The separator permits ion flow from one electrode to the other while preventing any electron flow, essentially separating the anode from the cathode.

The typical separator is made up of polyolefins, usually polypropylene and/or polyethylene, along with other polymers, ceramics, and ceramic/polymer blends.

Separators are highly porous, typically
>40% porosity, approximately 25 μm thick and exhibit low ionic resistivity. Layered or composite separators are used as safety devices to prevent thermal runaway
of the cell.

Binder materials are used to hold the active electrode material particles together and in contact with the current collectors, i.e. the Aluminum Foil of the cathode or the Copper Foil of the anode.

Specification of percent porosity is an important parameter in the acceptance criteria for the separator. The separator must have sufficient pore density to hold the liquid electrolyte that supports ionic movement between the anode and cathode. Higher porosity means less heat generated in the cell and greater energy density.

Uniform porosity is essential to avoid variations in ion flow. The more variation in ionic flow within the separator, the greater the effect at the surface of the electrode and the quicker it will fail with a significantly decreased cycle life. Excessive porosity hinders the ability of the pores to close, which is vital to allow the separator to shut down an overheating battery.
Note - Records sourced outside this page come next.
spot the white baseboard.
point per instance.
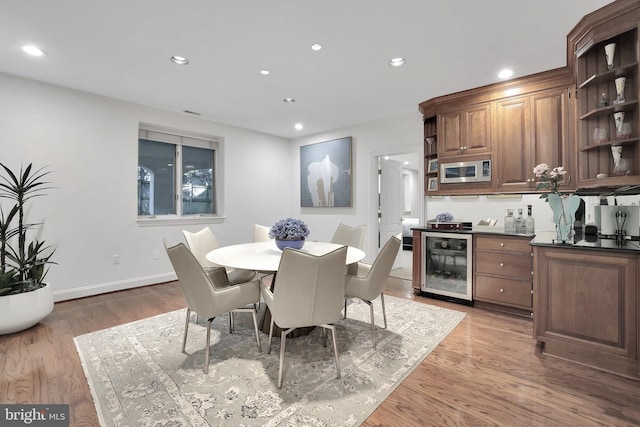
(103, 288)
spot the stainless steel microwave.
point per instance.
(469, 171)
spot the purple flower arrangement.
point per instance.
(289, 229)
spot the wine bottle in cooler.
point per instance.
(520, 223)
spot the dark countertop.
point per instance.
(588, 242)
(547, 239)
(496, 231)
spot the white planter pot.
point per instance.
(22, 311)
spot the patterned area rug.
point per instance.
(139, 377)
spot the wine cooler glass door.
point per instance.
(447, 265)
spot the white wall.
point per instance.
(90, 144)
(395, 135)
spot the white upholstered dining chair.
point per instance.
(371, 279)
(350, 236)
(203, 297)
(204, 241)
(308, 291)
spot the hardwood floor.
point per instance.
(484, 373)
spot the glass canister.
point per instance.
(509, 222)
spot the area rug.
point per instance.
(138, 375)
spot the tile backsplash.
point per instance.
(476, 208)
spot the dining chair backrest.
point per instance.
(200, 243)
(379, 272)
(349, 236)
(198, 290)
(309, 289)
(261, 233)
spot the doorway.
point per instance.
(399, 200)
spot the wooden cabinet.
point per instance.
(517, 124)
(502, 268)
(430, 155)
(532, 130)
(465, 131)
(586, 307)
(598, 103)
(416, 273)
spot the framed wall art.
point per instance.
(325, 174)
(433, 184)
(433, 165)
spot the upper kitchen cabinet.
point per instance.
(465, 130)
(603, 52)
(531, 130)
(515, 124)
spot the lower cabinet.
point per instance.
(502, 268)
(586, 307)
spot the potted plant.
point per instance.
(25, 298)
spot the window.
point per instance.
(176, 174)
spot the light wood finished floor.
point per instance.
(484, 373)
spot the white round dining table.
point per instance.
(265, 256)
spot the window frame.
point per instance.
(180, 138)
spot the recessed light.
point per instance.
(505, 74)
(33, 50)
(180, 60)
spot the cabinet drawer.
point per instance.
(515, 265)
(503, 291)
(507, 244)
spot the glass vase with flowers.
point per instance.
(564, 206)
(289, 233)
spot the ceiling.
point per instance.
(121, 49)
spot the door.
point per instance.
(391, 200)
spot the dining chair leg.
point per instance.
(384, 311)
(186, 328)
(335, 349)
(207, 349)
(283, 341)
(270, 335)
(373, 324)
(255, 325)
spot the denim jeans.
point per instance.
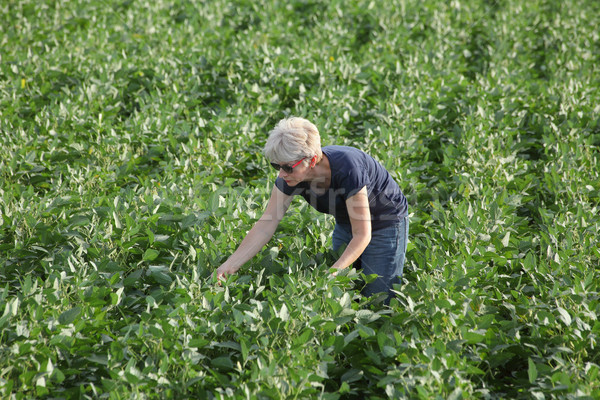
(384, 255)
The separator pore size must be smaller than the particle size of the electrode components, i.e. the electrode active materials and any conducting additives. Most separator membranes contain submicron pore sizes that block the penetration of particles.

Uniform distribution and a tortuous structure of the pores are also a requirement. Uniform distribution prevents uneven current distribution throughout the separator and tortuosity suppresses the growth of
dendritic lithium.

To further understand the transport mechanisms of the separator membrane,
zeta potential can indicate the membranes electrolyte affinity. This can permit fine tuning of battery performance to improve cycle life.

Cycle life is extended when the separator has a low electrolytic resistance but high aqueous permeability. Zeta potential can also provide needed information about the membranes affinity with electrolyte additives.